Constant Repetition Works

Being a low-volume, high-intensity guy, I would normally dismiss such advice as mindless overkill. But I know for a fact that the Eastern Europeans, who have dominated Olympic lifting for many years, train heavy two or three (or more) times a day. For example, Galabin Boevski, the 152-pound Bulgarian lifter who snatched a record 358 and clean & jerked 432 in winning the 1999 world championship, does three workouts a day, using maximum poundages and a limited number of exercises. In the morning, he works up to maximum singles in the snatch, clean and jerk and the front squat. In the afternoon, he does it again, sometimes lifting more than in the morning session.
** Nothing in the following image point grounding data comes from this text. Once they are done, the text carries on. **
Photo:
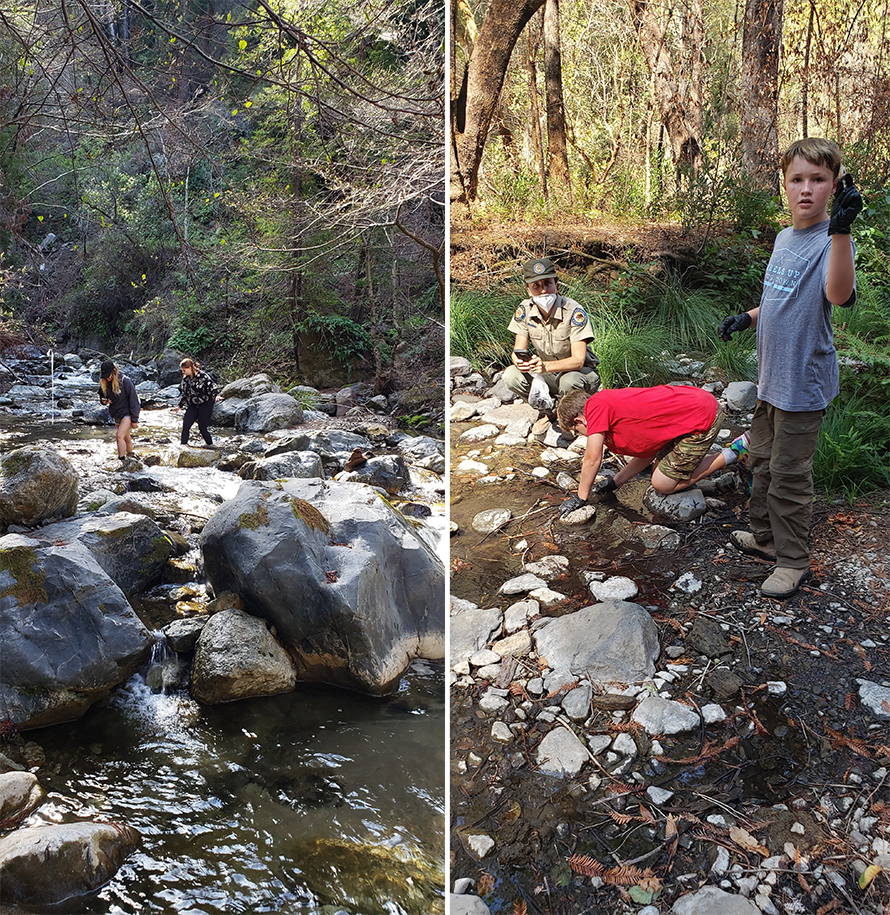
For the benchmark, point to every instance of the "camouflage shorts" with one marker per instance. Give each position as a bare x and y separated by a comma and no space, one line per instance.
684,454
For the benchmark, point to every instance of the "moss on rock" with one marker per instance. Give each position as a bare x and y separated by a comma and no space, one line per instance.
28,587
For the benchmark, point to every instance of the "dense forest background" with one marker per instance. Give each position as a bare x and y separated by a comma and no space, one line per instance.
257,184
636,142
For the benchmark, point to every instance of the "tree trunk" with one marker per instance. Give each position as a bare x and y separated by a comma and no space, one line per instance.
673,107
534,37
557,154
805,76
759,97
478,97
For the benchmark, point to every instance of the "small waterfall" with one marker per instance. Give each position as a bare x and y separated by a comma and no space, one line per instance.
52,384
165,668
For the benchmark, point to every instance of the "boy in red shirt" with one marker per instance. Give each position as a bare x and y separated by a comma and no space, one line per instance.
671,425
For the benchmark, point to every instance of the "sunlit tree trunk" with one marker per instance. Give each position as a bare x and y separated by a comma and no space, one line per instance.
557,154
759,96
478,97
534,39
673,105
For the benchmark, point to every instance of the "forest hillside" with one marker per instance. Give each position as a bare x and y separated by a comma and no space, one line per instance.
260,186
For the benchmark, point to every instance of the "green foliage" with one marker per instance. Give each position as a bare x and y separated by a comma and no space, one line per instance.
478,326
853,453
343,338
195,328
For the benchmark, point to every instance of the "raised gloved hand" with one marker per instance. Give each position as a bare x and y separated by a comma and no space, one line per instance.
845,208
601,487
728,326
573,503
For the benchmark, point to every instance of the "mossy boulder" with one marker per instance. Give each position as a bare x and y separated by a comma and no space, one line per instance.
36,483
349,585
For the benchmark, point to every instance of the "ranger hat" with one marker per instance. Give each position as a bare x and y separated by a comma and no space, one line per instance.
539,269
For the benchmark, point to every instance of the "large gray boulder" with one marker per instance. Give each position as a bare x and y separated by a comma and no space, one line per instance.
129,547
350,587
245,388
36,483
301,464
20,793
69,634
612,641
237,657
268,412
49,865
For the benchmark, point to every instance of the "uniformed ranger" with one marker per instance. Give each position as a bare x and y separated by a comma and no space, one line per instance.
559,331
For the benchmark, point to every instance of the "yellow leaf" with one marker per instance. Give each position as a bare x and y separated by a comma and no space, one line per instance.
745,840
868,875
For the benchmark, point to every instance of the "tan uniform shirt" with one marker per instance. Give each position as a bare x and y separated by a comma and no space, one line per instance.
553,337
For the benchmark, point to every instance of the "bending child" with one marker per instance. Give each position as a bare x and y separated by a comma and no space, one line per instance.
674,426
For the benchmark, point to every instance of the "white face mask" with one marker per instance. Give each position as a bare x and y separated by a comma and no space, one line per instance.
545,302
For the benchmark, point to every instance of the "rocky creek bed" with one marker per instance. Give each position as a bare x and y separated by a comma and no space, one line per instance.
130,779
633,727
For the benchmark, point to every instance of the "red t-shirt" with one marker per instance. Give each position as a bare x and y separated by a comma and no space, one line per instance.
640,421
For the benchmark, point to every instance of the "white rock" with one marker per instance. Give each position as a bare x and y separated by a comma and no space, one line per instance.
480,845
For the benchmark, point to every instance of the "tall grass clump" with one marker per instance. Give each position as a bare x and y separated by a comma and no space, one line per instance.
853,453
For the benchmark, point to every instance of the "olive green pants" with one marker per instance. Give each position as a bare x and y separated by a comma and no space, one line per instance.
781,459
559,383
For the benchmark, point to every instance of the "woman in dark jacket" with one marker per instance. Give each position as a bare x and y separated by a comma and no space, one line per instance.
198,393
118,393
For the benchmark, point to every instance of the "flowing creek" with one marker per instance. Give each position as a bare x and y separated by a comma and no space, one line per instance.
316,801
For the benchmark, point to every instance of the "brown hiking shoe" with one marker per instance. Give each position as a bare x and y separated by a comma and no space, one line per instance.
784,582
745,543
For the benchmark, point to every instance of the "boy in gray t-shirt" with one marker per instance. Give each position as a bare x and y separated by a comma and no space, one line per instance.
810,270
He finishes with an evening session, where he repeats snatches and front squats, again lifting maximum poundages. The next day he does it again! (For further details, see the March 2000 issue of Milo, www.ironmind.com)



 Bulgarian lifter Galabin Boevski on the way to a world record Clean & Jerk
 with a massive 432 pounds. (Reproduced with permission from Milo)
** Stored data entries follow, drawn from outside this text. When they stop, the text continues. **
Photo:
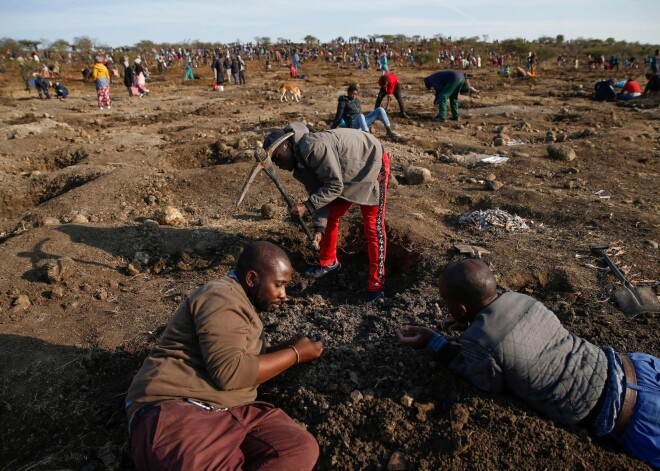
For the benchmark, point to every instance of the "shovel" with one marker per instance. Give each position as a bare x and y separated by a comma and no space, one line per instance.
631,300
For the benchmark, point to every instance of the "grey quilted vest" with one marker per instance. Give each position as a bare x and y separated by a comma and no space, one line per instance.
516,343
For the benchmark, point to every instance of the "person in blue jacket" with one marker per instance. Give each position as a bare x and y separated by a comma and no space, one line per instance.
446,84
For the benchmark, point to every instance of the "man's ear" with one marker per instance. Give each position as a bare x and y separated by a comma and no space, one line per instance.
252,278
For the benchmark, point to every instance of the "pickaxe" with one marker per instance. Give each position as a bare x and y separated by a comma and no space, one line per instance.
264,162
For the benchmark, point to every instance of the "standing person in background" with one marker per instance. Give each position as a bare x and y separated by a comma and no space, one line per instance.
129,77
219,73
140,78
235,69
101,78
241,70
383,63
389,85
446,84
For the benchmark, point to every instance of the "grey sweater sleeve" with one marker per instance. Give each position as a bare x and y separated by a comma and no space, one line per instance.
479,367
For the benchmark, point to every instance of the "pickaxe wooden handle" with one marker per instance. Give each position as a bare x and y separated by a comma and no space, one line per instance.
264,162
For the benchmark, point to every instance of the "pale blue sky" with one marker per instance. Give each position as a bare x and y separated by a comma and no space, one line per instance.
124,22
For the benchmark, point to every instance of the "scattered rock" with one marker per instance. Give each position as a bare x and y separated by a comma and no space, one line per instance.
150,224
397,462
561,152
417,175
494,185
50,221
588,132
460,416
407,400
170,216
651,243
142,258
60,269
356,397
269,210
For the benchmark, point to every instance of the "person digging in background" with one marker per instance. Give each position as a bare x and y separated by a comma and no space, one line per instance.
192,404
349,111
339,168
389,85
446,84
101,78
514,343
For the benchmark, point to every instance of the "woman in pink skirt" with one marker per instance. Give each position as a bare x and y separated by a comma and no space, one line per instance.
101,78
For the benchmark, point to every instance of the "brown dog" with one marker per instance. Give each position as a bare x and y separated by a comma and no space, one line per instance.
291,89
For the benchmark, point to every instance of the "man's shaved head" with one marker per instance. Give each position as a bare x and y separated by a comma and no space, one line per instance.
469,282
261,257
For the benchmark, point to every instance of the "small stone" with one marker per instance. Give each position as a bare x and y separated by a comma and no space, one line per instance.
407,400
134,268
269,210
80,219
417,175
651,243
397,462
142,258
356,397
50,221
561,152
60,269
22,301
169,216
460,415
151,224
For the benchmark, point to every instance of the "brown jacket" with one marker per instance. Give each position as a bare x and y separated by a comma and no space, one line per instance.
341,163
208,351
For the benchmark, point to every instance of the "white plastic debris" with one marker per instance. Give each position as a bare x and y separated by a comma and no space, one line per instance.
495,218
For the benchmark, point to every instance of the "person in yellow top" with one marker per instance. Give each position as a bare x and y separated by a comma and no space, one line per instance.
101,78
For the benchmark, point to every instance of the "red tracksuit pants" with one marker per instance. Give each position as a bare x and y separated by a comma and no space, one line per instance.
373,219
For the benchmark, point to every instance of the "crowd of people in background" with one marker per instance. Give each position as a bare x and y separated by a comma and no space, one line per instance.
363,55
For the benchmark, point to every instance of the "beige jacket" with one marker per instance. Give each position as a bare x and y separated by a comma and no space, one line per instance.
208,351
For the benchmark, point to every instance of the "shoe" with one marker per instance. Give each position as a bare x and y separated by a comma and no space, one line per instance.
317,271
375,295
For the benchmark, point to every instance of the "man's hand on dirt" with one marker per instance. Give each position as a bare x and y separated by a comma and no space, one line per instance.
307,349
415,337
298,210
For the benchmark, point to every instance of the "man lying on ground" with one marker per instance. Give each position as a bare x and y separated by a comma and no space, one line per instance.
515,343
192,405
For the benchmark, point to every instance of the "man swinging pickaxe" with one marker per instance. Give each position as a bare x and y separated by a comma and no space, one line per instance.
264,162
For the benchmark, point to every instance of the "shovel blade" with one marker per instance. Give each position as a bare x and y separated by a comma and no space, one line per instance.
637,301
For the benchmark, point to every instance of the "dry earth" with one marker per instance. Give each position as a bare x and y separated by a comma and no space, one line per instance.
77,185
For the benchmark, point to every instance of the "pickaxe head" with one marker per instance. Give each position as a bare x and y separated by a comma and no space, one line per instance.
264,161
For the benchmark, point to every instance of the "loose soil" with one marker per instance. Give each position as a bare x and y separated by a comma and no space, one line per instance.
80,183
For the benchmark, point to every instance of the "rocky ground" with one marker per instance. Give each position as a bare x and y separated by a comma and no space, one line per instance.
108,219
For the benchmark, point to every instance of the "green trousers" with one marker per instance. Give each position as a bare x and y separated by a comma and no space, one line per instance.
451,91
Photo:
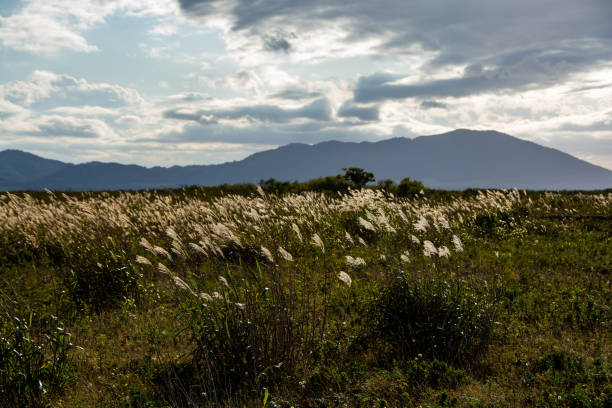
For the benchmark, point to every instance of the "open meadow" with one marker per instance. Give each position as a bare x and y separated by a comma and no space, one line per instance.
185,298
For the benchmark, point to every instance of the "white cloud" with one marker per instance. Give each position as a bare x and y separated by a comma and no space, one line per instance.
65,90
40,34
47,26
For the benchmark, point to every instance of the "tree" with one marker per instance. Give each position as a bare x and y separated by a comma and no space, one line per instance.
359,177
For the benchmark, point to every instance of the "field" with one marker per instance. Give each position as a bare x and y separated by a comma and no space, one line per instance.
185,299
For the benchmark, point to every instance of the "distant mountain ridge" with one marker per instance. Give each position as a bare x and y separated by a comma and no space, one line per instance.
455,160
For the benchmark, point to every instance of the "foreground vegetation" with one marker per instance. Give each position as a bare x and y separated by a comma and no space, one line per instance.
195,297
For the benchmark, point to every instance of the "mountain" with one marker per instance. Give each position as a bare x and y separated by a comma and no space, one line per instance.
455,160
17,167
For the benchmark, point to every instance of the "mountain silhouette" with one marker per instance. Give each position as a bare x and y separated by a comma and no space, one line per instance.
455,160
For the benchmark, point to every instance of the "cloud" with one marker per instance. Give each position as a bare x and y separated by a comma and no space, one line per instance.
296,94
277,42
259,135
47,89
317,110
60,126
457,33
40,34
48,26
189,97
433,105
515,71
604,125
350,110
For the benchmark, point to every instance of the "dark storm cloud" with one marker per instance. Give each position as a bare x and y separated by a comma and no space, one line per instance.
433,104
317,110
526,69
509,45
350,110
I’m convinced this is true, because among other things, I have a copy of Milo publisher Randall Strossen’s 1998 Bulgarian-training-hall video, which shows Boevski in several back-to-back training sessions; in one session, he repeatedly attempts to snatch 353; he kept trying the weight until his coach, Ivan Abadjiev, made him stop. This is a huge weight for a man weighing only 152 pounds. As noted above, his snatch the next year with 358 was a new world record. The next morning, he was back in the training hall doing a clean and jerk with 419. Later in the day, he was shown doing a front squat with over 200 kilos or 441 pounds. So, yes, it’s true; these guys lift huge weights, several times a day, day after day.

Unappealing as such training may be to people who have a life outside the gym, it obviously works – at least for elite athletes such as Boevski, who are willing and able to spend the years necessary to develop the capacity to survive and benefit from this level of training.
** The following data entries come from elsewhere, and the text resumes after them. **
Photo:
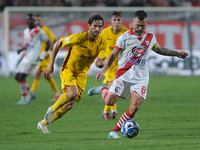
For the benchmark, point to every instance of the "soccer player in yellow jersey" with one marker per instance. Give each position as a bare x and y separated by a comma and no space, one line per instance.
111,34
45,57
84,48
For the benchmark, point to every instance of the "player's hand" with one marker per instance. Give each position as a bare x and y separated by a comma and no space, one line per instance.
99,76
182,54
49,71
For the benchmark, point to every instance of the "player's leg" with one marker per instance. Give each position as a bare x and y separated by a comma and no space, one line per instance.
43,65
35,84
21,79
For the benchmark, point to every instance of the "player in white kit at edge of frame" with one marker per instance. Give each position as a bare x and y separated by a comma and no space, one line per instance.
33,37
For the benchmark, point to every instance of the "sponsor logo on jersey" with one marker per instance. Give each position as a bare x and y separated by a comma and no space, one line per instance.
139,51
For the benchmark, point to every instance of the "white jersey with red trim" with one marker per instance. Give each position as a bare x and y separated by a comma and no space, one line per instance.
133,56
33,42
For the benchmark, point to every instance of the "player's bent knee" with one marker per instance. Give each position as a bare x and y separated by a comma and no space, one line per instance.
72,96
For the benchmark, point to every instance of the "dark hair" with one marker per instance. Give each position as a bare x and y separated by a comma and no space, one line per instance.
95,17
117,13
38,15
140,14
30,16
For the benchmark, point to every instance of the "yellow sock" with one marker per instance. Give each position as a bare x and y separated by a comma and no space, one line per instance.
35,85
114,107
53,85
60,102
106,108
58,114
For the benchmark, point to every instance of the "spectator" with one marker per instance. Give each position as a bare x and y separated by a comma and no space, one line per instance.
100,3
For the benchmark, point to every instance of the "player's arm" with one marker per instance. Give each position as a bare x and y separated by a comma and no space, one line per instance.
55,50
108,63
167,52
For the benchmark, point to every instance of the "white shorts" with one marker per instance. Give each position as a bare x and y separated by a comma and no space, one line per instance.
25,67
123,88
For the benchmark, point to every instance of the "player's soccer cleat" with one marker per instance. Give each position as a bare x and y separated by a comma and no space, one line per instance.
114,135
106,116
113,115
55,97
96,90
23,101
42,127
49,115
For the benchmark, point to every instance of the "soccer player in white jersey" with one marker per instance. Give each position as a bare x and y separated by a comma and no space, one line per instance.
132,76
33,36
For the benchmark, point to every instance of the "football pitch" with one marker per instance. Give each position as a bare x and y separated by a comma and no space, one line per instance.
169,119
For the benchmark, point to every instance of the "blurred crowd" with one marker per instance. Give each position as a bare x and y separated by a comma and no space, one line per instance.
100,3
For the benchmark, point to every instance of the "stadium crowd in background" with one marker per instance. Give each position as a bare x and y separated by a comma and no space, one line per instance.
104,3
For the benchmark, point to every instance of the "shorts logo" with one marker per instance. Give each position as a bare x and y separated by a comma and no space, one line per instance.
66,40
139,51
117,89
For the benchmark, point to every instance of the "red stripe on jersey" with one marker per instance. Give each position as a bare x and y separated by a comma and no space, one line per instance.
138,95
66,60
133,60
118,48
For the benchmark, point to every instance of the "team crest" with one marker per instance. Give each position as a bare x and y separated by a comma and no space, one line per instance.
139,51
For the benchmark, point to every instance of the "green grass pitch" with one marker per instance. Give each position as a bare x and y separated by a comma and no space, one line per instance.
169,119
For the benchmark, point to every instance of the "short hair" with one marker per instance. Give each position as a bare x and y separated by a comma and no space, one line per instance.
140,14
117,13
95,17
30,15
38,15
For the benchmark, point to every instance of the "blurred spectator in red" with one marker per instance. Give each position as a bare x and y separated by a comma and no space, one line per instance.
58,3
173,3
186,3
100,3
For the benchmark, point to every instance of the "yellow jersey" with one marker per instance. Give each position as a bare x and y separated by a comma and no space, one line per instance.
82,52
111,38
50,35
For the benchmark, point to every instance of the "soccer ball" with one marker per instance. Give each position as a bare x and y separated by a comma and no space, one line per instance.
130,129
Plus, Pavel persuaded his 60-year-old father-in-law, Roger Antonson, to do chins every time he went down into his basement; each day he would do between 25 and 100 chin-ups. After a few months of such training (and a few days of rest), Roger knocked off 20 chins, more than he had been able to do 40 years earlier in the Marine Corps. That did it. I decided to test Pavel’s formula: Specificity + frequent practice = success.

Stay Fresh

I limited the experiment to chin-ups, because I didn’t want to disrupt my normal training routine – which is both productive and enjoyable (see Challenge Yourself) – and I didn’t want to overshoot my recovery capacity. Pavel says the key to synaptic facilitation training is to gradually buildup both volume and intensity, but avoid overtraining. He recommends "training as often as possible while being as fresh as possible."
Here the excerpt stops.